Cages are secure serverless functions for processing encrypted data. They're isolated from your stack, and hosted on Evervault. You can write and deploy any serverless function to a Cage.
What languages do Cages support?
At present, Cages can only be written in Node.js. Expanding language support is on our product roadmap, and we're actively rolling out other languages/frameworks. If there's a specific language you'd like us to support, let us know.
What are the resource limits of Cages?
Cages currently have a maximum memory consumption of 1024MB. This can be increased to 3008MB on request. They currently have 1 available CPU core and this can also be increased to 2 cores on request.
What is the maximum execution time of a Cage?
Cages currently have a maximum of 30 seconds execution time as a result of their request-response serverless architecture. Deploying Docker Containers as Cages (for long-running, stateful processes) is on our roadmap.
How scalable are Cages?
Cages will scale automatically to many thousands of requests per second without a noticeable drop in throughput or latency. We are actively improving Cage latency and scalability for more intense workloads and see this as a core priority for our product roadmap.
Is there a way to verify that Evervault does not have access to the plaintext data?
Evervault does not store encrypted data, and data only exists ephemerally on our infrastructure during a Cage run. Our product roadmap includes a remote attestation feature which will verify that code running inside a Cage matches the expected code, removing the risk of malicious code within Cages or on Evervault’s infrastructure.
Can I send requests to external APIs from a Cage?
Evervault has an API Whitelist feature which lets you create a list of external APIs that your Cage can send requests to. By default, Cages can send requests to any third-party API. By adding a domain name to the API whitelist in the Dashboard, your Cage will only have network access to the APIs you specify.

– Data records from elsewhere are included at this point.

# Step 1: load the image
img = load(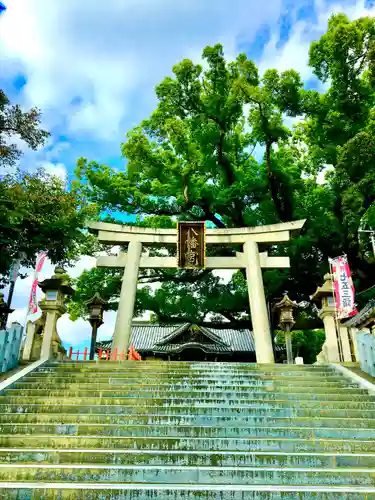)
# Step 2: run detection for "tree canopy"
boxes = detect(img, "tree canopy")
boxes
[72,14,375,322]
[0,89,49,168]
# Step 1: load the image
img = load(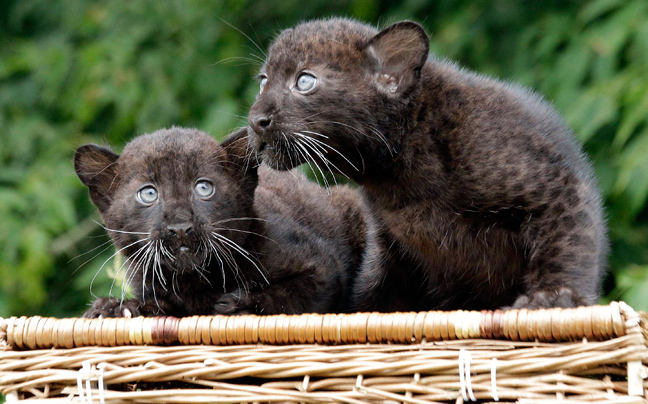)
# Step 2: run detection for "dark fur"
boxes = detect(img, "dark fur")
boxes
[75,128,364,317]
[248,19,607,311]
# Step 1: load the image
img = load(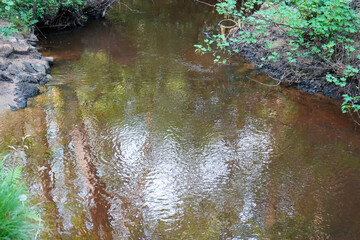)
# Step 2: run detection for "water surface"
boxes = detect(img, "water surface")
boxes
[0,0,360,239]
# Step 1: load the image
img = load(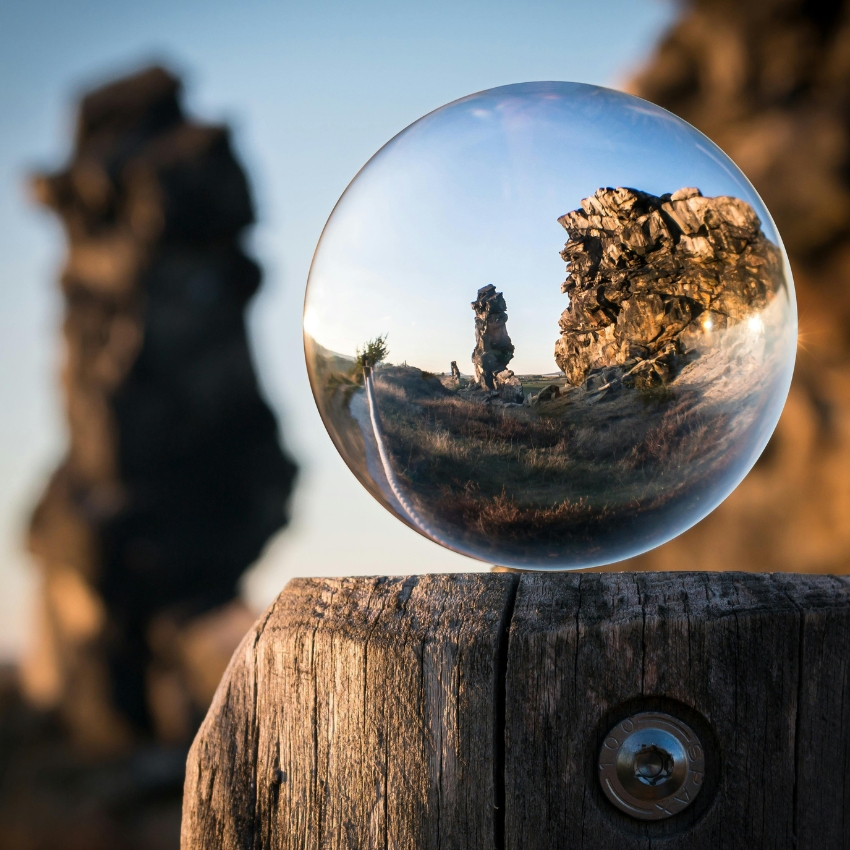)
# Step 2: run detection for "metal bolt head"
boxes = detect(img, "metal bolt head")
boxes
[599,711,705,820]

Where are my Evervault API keys?
Your API keys can be found in Settings.
What can I use Evervault for?
Some great use cases are:
- Encrypting user data
- Encrypt sensitive data including PII (like SSNs), financial data (like cardholder information), and health data. Run any function on it using a Cage.
- Securing your secrets
- Secure user credentials, API keys, and access tokens so that you don’t have to handle them in plaintext again.
- Interacting with third parties
- Evervault makes it easy to communicate with any third-party API, and to encrypt requests and responses using a Cage.
Is Evervault compliant?
We are currently in our SOC-2 Type II, HIPAA, and PCI-DSS Level 1 audit periods.
Request our reports →
What languages are Evervault's SDKs?
Does Evervault have a test/sandbox mode?
Evervault teams have an optional test mode setting. With test mode enabled, you will not be charged for any Cage runs.
In test mode, each Cage has a limit of 5 concurrent executions. If a Cage receives more than 5 concurrent runs the API will return a 429 error and the execution will be ignored.